Kentsel Dönüşüm
KENTSEL DÖNÜŞÜM ÖNEMLİ HUSUSLAR
Kentsel dönüşümden yararlanabilmeniz için binadan (1) kişinin tapu, nüfus cüzdanı, DİLEKÇE, tapudan alınmış Bağımsız Bölüm listesi ile Bakanlıkça Lisanslandırılmış KENTSEL DÖNÜŞÜM’e başvuruda bulunması yeterli. Kurum Binanızda gerekli teknik incelemeleri yapacak ve Binanız için Deprem Risk Raporu hazırlayacaktır. Raporun Bakanlıkça onayın Bakanlık binanın Tapu kaydına risklidir Şerhi koyar. Şerh yazısının bir örneği tüm kat maliklerine gitmektedir ve dileyen malik 15 gün içinde Bakanlığa; Deprem Risk Raporu için itirazda bulunabilir. Üniversite hocalarından oluşmuş İtiraz Komisyonu; hazırlanmış raporu inceler ve son kararını verir. Eğer komisyon kararı da binanın Riskli olduğu yönünde olur ise Artık Mahkemeden Yürütmeyi durdurma kararı dahi alamazsınız. Yukarıda anlatılan 1nci aşama ile Binanız Resmi olarak Kentsel Dönüşüme kapsamında RİSKLİ bir BİNADIR. Bu süreç yaklaşık 1,5 ay ile 2 ay sürmektedir.
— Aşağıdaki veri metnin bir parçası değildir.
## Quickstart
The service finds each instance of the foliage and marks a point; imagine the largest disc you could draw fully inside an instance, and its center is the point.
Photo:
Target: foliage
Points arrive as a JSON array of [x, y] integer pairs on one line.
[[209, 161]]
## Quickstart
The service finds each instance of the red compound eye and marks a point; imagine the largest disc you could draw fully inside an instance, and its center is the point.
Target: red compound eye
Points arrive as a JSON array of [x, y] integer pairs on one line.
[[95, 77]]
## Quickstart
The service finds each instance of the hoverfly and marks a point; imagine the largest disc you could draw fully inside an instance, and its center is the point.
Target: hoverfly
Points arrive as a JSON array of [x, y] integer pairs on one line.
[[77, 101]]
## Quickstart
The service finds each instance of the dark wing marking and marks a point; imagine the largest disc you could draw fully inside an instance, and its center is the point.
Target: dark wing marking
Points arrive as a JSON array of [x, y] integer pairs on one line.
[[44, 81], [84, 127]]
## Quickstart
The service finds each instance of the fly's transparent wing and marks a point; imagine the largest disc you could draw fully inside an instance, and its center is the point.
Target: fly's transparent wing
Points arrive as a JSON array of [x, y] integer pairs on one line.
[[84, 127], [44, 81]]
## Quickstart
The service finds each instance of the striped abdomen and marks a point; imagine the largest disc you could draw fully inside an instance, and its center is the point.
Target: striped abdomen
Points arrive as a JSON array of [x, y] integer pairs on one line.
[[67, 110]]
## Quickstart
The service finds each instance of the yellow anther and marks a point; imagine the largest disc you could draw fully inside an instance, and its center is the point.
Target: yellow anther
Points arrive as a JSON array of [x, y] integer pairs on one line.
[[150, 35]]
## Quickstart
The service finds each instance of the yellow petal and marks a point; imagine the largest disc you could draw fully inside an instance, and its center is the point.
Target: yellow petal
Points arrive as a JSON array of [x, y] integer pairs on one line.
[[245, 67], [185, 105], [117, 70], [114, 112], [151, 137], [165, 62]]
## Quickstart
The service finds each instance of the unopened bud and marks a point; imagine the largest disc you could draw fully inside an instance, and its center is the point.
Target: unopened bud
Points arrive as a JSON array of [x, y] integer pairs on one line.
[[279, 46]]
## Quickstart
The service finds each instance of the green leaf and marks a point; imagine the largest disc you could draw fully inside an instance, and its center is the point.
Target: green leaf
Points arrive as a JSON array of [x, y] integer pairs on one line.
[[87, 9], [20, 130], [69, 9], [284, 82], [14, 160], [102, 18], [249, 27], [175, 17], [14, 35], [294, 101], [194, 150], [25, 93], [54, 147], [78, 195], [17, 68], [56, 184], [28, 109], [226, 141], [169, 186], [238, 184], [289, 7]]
BİNAMIZ KENTSEL DÖNÜŞÜME GİRDİ ŞİMDİ NE YAPMALIYIZ?
Binamız hazırlatmış olduğumuz Deprem Risk Raporunun Bakanlıkça onayı ile RİSKLİ ilan edildikten sonra Kanuna göre binamız YIKILACAKTIR. Binadaki herkes tapudaki hissesi oranında ARSA HİSSEDARI olurlar. Bu aşamadan sonra binanızı nasıl ve kime yaptıracağınıza, hangi paylaşımla yapacağınıza (bina için tüm kararlara)binada; arsa hisse oranına göre en az 2/3 çoğunluğunun onayı ile Bina Ortak Karar Protokolünde belirlenir. Bina Ortak Karar Protokolü binada %100 çoğunluk sağlansa dahi mutlaka bir HUKUKÇU tarafından hazırlanıp bir nüshası Bakanlık’a iletilmesi gerekmektedir .Aksi halde Bakanlık Riskli Binanızın Yıkımı için sorumluluk almadığınız veya binada 2/3 çoğunluğu oluşturamadığınız sonucuna vararak 60 gün içinde resmi yazı ile binanızı tahliye ederek riskli binanızı yıkabilir.
KENTSEL DÖNÜŞÜME GİRMİŞ BİNAMIZI NASIL YAPACAĞIZ?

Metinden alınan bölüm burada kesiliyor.